The antennas can be steered toward a particular direction with very high accuracy. The two-way communications system between the ground and the spacecraft makes it possible to receive telemetry data from spacecraft and determine their position and velocity and to transmit commands back to the spacecraft. The DSN is operated by NASA's Jet Propulsion Laboratory (JPL), which also operates many of the agency's interplanetary spacecraft missions.
Although the DSN wasn't formally established until 1963, its roots date back even further. In 1958, the year that NASA was established, the first antennas were built at the Goldstone site, while additional facilities were being developed in Woomera, Australia, and Johannesburg, South Africa. In 1963, the director of JPL created the DSN, combining the various facilities into a global network. Since that time, the two overseas sites have been relocated, the antennas' receiving systems have been upgraded, and antennas have been added. While the DSN originally used 26-meter (85-foot) antennas operating at low frequency L band (1.7 gigahertz [GHz]), today it makes use of 34-meter (112-foot) and 70-meter (230-foot) antennas operating at very high frequencies such as X-band (8.4 GHz) and Ka Band (32 GHz). At its beginning, the DSN usually supported only one spacecraft at a time. Today, it supports more than three dozen in a year. Some of those are so far out that getting a message to the spacecraft and receiving its response at the speed of light takes more than a day. Originally, the network could only receive 8 bits of data per second. It now regularly receives multi-megabit telemetry signals. Today, the DSN currently tracks more than 24 missions as they continue their journeys exploring the many mysteries of our Solar system, and even beyond.
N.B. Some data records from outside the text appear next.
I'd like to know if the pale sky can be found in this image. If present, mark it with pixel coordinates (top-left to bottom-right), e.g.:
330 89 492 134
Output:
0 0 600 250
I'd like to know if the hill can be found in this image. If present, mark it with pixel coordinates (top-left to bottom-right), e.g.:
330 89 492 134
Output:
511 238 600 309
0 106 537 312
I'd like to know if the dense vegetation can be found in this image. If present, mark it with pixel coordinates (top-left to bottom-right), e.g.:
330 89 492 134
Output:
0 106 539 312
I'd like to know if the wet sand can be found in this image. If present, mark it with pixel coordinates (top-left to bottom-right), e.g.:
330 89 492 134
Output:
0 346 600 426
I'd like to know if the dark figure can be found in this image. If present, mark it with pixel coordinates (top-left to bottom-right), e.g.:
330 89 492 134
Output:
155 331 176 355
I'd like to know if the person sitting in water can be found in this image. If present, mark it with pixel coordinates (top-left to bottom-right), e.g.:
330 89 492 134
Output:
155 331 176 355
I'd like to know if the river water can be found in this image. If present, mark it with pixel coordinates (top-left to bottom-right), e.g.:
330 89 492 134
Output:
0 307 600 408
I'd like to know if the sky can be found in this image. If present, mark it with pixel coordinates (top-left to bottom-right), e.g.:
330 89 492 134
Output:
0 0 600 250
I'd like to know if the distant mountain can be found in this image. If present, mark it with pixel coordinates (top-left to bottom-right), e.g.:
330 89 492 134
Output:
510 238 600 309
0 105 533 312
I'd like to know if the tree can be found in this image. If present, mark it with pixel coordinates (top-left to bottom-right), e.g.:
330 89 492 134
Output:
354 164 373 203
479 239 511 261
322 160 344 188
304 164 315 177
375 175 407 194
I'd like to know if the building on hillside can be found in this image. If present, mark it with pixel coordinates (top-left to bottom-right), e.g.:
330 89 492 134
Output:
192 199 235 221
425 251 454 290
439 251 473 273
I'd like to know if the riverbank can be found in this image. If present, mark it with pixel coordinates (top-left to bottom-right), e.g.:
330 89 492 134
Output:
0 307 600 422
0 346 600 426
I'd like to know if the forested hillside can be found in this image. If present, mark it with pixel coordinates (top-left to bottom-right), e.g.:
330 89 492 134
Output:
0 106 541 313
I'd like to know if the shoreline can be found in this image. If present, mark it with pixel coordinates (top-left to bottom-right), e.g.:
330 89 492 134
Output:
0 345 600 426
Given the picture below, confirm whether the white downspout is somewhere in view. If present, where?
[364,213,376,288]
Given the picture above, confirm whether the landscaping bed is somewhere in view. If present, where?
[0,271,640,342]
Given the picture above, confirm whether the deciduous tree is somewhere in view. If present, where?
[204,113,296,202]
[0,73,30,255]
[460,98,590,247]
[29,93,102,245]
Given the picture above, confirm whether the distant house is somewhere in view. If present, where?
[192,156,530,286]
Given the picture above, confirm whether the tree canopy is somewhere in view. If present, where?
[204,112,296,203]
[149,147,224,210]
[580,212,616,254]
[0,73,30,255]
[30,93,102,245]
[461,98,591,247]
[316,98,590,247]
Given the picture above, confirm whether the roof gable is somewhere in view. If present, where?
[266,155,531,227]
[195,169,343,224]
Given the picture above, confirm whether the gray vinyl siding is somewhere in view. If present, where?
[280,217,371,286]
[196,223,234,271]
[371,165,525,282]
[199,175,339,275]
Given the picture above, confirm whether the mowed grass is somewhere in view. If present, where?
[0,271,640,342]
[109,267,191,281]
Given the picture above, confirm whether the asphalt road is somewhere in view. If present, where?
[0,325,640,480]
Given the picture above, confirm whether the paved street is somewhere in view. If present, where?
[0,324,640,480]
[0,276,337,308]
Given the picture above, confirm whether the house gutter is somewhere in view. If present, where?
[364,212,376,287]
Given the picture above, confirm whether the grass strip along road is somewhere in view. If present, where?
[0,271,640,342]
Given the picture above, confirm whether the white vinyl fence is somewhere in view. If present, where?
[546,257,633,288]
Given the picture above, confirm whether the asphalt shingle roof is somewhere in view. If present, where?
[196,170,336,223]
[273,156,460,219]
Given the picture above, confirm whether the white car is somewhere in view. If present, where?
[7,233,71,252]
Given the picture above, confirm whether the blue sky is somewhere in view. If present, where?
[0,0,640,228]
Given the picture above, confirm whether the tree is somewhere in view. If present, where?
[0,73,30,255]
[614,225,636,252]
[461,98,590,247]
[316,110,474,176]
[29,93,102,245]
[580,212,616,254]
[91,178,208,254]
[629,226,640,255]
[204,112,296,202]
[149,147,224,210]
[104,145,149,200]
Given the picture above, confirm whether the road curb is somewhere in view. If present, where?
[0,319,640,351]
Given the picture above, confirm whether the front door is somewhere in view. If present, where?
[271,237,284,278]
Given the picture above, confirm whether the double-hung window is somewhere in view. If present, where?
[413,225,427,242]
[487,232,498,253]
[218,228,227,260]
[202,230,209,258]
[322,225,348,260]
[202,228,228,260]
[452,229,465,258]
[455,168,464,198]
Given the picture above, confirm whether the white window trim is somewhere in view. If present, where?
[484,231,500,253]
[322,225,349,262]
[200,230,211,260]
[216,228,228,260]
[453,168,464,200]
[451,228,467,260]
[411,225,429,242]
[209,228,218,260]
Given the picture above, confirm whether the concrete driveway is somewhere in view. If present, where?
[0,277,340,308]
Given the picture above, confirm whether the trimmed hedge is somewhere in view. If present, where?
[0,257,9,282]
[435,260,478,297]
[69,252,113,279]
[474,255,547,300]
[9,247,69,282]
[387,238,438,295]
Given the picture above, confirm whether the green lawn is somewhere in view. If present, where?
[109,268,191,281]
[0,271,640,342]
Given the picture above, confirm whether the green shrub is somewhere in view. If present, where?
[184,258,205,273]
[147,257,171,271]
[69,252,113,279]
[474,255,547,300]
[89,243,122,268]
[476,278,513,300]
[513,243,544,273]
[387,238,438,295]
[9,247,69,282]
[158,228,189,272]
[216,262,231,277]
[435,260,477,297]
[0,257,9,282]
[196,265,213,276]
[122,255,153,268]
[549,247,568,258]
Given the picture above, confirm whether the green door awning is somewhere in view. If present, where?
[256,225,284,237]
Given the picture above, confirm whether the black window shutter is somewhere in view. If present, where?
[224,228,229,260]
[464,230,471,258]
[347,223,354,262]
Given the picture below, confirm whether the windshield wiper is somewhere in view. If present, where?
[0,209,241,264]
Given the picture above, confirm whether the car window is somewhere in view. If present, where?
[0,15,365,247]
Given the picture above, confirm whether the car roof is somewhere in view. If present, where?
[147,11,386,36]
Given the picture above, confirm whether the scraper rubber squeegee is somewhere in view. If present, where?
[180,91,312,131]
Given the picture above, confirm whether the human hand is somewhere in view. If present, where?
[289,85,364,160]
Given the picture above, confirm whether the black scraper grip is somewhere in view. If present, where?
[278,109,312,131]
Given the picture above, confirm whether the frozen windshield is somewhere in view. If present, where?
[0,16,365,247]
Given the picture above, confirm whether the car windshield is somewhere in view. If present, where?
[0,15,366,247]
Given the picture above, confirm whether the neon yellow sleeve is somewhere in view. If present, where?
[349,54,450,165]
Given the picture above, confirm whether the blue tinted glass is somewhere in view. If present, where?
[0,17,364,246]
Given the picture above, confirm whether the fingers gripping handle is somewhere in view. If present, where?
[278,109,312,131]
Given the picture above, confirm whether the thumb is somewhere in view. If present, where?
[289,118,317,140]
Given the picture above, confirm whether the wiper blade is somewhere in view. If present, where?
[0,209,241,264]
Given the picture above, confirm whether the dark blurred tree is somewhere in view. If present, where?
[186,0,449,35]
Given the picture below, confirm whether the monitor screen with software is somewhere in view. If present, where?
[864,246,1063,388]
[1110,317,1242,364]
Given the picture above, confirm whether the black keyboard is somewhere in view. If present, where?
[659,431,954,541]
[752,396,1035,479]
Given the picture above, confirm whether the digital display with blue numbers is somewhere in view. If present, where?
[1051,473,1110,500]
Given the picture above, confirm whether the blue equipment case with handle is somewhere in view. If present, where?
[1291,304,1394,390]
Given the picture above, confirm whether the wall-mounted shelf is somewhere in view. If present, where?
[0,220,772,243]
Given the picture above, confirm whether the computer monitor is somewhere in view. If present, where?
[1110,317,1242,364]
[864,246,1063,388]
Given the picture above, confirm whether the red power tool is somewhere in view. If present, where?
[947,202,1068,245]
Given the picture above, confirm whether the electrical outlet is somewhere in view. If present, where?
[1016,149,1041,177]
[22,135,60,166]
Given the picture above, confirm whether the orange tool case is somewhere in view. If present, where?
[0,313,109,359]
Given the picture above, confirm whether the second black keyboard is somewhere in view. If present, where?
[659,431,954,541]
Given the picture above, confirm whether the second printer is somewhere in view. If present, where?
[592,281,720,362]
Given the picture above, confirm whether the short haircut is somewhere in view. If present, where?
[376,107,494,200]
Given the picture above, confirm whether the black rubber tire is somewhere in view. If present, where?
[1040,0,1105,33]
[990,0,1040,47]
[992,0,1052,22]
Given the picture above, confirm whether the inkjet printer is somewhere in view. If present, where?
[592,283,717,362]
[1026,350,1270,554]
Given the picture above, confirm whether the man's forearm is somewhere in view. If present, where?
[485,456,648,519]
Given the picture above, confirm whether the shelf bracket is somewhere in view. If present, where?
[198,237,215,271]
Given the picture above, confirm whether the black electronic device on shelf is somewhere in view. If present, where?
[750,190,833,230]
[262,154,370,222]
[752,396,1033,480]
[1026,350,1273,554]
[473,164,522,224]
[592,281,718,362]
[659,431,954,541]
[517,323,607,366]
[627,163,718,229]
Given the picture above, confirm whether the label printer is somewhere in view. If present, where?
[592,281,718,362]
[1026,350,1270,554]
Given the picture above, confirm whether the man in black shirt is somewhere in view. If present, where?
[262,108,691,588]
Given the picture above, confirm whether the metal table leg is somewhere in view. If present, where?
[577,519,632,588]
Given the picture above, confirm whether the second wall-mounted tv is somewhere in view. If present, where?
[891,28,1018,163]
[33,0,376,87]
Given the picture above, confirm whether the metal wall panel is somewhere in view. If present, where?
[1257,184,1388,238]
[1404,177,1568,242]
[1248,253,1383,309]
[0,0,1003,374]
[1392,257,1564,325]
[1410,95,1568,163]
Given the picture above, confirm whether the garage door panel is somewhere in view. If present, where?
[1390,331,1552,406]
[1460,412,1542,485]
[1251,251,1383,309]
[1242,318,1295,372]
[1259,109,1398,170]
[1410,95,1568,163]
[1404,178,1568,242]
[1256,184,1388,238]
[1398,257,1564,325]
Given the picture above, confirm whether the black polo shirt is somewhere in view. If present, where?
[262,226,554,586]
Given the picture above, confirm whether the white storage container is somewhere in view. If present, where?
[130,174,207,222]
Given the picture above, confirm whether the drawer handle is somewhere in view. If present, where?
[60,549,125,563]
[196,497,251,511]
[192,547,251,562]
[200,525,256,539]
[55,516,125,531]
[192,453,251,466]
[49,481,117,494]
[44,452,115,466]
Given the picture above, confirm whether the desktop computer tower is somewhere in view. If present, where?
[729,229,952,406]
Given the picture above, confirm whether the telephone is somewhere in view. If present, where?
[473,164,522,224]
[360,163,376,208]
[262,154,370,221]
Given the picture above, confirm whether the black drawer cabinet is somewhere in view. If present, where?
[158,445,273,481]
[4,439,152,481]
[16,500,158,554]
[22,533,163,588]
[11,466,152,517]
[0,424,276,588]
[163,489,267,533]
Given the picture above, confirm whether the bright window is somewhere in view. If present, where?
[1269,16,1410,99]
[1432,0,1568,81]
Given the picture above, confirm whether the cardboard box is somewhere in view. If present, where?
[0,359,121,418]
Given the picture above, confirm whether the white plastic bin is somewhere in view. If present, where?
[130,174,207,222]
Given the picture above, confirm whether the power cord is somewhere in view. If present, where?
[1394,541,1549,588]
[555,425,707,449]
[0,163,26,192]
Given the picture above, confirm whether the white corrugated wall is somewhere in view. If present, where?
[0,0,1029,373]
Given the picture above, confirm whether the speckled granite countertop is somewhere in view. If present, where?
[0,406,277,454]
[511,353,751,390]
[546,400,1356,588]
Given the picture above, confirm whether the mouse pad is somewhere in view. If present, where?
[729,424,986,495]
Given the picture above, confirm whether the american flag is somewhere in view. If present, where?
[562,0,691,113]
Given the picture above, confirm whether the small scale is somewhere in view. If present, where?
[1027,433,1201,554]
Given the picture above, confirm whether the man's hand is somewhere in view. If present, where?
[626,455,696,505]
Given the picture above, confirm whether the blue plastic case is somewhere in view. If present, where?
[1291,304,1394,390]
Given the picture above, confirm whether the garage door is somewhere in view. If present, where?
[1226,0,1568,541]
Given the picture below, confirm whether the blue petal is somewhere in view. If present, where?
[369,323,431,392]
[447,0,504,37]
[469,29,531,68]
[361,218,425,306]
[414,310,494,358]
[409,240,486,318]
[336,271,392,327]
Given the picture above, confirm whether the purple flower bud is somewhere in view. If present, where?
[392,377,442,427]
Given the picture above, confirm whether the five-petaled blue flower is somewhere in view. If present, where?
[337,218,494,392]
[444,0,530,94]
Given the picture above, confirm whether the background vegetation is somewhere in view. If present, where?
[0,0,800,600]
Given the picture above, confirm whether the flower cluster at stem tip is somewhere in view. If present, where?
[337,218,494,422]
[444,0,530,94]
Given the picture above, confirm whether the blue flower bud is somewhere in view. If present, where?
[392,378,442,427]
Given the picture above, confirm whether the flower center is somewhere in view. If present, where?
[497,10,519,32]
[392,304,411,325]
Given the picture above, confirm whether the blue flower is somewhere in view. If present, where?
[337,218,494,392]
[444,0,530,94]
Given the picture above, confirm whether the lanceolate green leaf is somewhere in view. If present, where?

Among the spacecraft the DSN is currently communicating with are two that it has been talking to the longest. The Voyager 1 and 2 spacecraft have been communicating through the DSN since they were launched in 1977. Voyager 1, farther away than any other spacecraft, is now at the edge of our solar system, and is searching for the region where our Sun's influence ends and interstellar space begins. To compare, when the DSN sends a signal to Mars, it takes 15 minutes to reach the Red Planet. Voyager 1 is so far out that the signal takes about 13 hours just to reach the spacecraft.
While its powerful antennae make up the core of the DSN, parts of today's communication system are out of this world. NASA is now operating a communications network at Mars. Rovers on the surface have two ways of communicating with Earth. They can send signals directly back to Earth through the DSN, or they can send signals to spacecraft in orbit around Mars, which then relay the signals to Earth through the DSN. In fact, most of the scientific data from the rovers is relayed back to Earth by the Odyssey and Mars Global Surveyor spacecraft. Later this decade, the first step will be taken in expanding the DSN into space with the launch of a spacecraft to Mars with the sole purpose of being a relay communications satellite like those in orbit around the Earth.
As NASA's exploration of the solar system has spread through the solar system and beyond, the DSN has grown to provide the support they need. Perhaps, someday, people will look back on the early days when all of the DSN's antennas were still just on Earth.